Crews Work To Refloat Sunken Skagway Ferry Dock
The community of Skagway in northern Southeast remains cut off from ferry service as the state works to figure out why the dock sank late last week.
The state Department of Transportation contracted with Western Marine Construction to begin salvaging and repairing the state-owned Skagway ferry dock.The company moved two barges to the town over the weekend and plan on trying to refloat the dock on Tuesday or Wednesday. However, the dock will likely need repairs before it can start having Alaska Marine Highway ferries tie up to it again, according to state DOT spokesperson Jeremy Woodrow.
“We’ll know a lot more once we get the dock floated again be able to access the damage and then we’ll be able to devise a plan from there,” Woodrow said.
Why the dock sank is still unknown, although Skagway Mayor Mark Schaefer says there is a working theory having to do with the potable water supply to the dock. The system consists of a 3-inch pipe running from the terminal to the dock, and part way underneath, making it easy for state ferries to resupply with water. Schaefer says the entire Skagway community averages 300,000 gallons of water from the municipal supply in a 24 hour period. But between Wednesday evening and Thursday morning when the ferry dock sank, Schaefer says the city registered 800,000 gallons of water use. That leads city officials to think the potable water pipe may have burst under the dock, filling the floats and causing it to sink.

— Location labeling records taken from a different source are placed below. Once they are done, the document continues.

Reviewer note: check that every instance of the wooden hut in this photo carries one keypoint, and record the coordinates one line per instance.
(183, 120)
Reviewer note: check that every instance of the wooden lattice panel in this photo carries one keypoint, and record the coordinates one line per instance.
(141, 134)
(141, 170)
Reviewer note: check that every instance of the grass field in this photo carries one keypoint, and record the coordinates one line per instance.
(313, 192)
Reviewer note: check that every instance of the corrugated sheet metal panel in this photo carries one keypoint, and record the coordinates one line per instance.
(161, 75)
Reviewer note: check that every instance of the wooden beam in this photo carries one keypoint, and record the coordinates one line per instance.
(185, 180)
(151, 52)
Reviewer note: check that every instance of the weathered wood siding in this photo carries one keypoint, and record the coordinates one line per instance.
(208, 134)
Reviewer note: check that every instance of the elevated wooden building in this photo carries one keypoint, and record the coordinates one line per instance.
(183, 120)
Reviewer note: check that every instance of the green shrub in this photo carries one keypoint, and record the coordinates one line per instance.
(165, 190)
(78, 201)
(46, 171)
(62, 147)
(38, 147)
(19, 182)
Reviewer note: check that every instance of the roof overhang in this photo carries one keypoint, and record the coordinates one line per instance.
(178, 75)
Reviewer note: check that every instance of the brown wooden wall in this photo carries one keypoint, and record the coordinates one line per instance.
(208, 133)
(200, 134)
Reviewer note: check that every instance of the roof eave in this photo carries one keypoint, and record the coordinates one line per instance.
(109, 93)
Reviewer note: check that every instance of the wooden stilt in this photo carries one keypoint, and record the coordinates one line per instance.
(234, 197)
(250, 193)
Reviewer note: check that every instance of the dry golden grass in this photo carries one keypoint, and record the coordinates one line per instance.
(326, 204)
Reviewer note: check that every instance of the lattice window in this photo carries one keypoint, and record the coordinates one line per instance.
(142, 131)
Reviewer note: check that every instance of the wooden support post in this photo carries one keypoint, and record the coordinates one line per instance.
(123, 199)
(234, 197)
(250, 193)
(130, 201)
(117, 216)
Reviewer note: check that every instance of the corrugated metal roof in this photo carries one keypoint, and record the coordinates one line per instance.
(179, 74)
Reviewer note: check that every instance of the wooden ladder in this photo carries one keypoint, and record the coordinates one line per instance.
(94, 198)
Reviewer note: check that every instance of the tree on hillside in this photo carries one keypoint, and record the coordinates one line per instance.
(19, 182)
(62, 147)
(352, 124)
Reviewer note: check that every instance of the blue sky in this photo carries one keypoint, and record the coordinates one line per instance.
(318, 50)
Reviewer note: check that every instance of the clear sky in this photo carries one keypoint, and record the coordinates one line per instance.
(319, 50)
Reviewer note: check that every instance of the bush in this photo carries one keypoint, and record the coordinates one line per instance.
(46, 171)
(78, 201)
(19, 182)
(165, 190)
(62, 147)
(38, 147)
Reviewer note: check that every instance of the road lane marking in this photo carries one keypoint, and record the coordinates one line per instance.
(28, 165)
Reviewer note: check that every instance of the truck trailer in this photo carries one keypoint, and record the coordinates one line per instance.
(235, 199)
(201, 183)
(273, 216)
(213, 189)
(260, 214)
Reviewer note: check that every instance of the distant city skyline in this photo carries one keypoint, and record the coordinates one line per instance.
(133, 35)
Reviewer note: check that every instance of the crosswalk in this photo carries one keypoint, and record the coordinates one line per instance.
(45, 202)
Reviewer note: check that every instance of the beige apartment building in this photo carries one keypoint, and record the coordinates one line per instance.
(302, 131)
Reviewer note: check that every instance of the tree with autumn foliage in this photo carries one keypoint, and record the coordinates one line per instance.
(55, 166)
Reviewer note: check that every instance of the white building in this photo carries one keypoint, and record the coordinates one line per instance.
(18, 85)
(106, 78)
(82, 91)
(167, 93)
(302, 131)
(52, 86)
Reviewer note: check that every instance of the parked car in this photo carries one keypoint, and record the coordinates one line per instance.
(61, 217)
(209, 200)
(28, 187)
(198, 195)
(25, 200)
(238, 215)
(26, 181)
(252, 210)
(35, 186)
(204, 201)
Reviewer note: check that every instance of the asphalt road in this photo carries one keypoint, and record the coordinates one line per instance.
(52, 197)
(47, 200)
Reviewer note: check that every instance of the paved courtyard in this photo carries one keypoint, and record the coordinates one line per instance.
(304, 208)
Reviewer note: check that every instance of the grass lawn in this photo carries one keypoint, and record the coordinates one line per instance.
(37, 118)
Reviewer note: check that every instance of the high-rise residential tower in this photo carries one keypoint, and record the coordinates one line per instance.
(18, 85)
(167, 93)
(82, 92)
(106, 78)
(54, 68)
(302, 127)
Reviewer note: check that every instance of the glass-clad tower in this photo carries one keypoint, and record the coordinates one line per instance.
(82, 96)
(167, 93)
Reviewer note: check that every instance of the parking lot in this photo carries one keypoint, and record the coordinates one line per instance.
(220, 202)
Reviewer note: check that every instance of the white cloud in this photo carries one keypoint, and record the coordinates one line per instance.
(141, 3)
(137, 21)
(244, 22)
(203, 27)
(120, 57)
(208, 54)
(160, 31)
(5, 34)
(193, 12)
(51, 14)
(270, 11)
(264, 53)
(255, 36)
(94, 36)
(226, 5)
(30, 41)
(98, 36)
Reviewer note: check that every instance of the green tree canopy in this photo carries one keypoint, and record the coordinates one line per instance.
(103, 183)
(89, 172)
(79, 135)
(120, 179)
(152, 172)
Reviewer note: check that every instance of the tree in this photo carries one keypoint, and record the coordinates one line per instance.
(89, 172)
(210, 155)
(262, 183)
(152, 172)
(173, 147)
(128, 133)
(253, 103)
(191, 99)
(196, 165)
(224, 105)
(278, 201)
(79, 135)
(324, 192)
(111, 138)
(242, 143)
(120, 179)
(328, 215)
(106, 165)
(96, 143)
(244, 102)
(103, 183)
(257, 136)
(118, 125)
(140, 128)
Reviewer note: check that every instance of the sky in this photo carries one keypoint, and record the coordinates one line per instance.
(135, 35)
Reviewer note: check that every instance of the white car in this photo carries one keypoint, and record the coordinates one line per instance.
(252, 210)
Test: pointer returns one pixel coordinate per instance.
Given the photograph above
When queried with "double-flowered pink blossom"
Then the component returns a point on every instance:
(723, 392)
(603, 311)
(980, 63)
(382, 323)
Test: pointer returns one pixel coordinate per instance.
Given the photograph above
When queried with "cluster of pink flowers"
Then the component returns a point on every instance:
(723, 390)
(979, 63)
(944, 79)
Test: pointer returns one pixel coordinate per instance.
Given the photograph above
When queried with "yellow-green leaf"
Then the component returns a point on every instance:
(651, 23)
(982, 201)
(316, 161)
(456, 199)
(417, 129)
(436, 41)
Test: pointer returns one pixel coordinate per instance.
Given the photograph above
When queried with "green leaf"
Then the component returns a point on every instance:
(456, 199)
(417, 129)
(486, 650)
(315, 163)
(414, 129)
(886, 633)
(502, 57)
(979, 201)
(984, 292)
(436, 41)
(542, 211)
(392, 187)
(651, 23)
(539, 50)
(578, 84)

“Essentially we think we flooded the float and sank it that way, but we’re not sure yet,” Schaefer said. “We know we used a whole bunch of water and it’s not bubbling up in the street somewhere. It’s a significant amount of water.”
The dock is a 120 by 160 foot platform that sits on 24 hollow concrete chambers that float the structure. Mayor Schaefer compares the floating mechanism to a concrete ice cube tray. The potable water line runs through several of those compartments, hence the theory about the burst pipe flooding the floats, he says.
Woodrow says the state is aware of theory Schaefer describes, but the state isn’t ready to say that is the official cause of the dock sinking.
“We’re investigating all theories and possibilities at this point,” Woodrow said.
The state was able to bypass a bidding process for the dock salvage and established a sole source contract with Western Marine because of the urgency of the situation, Woodrow says. The cost of the operation and repairs is not yet known.
The state has suspended ferry service to the town until at least May 9. Woodrow says none of the Skagway cruise ship docks or the small boat harbor are able to accommodate state ferries and vehicle and passenger traffic.
There are two passenger ferry services based in Haines although neither usually starts operation until May. Both dock in the Skagway boat harbor. One of those companies, the Fjordland, has tentatively scheduled service between Haines and Skagway on days the state ferry sails the Lynn Canal. Owner Alison Jacobson says the company needs at least a dozen or more passengers to break even for fuel and crew costs. But she said the state should look at providing chartered ferry service during this time because many travelers cannot fly to Skagway. Jacobson said school groups use the ferry to keep travel costs down and some travelers have oversized luggage, like one person she talked to who is trying to transport a canoe to Skagway.
“This guy has a canoe and it weighs 120 pounds and he’s about to paddle himself there himself, with all his gear,” Jacobson said. “ It’s all complicated stuff, you can’t fly all these people.”
“It’s why the ferry is unique – it takes all kinds of walks of life. And there are all kinds of different circumstances.”
Jacobson said late Monday, she heard the canoeist was indeed headed to Skagway on his own.
Alaska Seaplanes and Air Excursions have also added flights to Skagway while ferry service is suspended.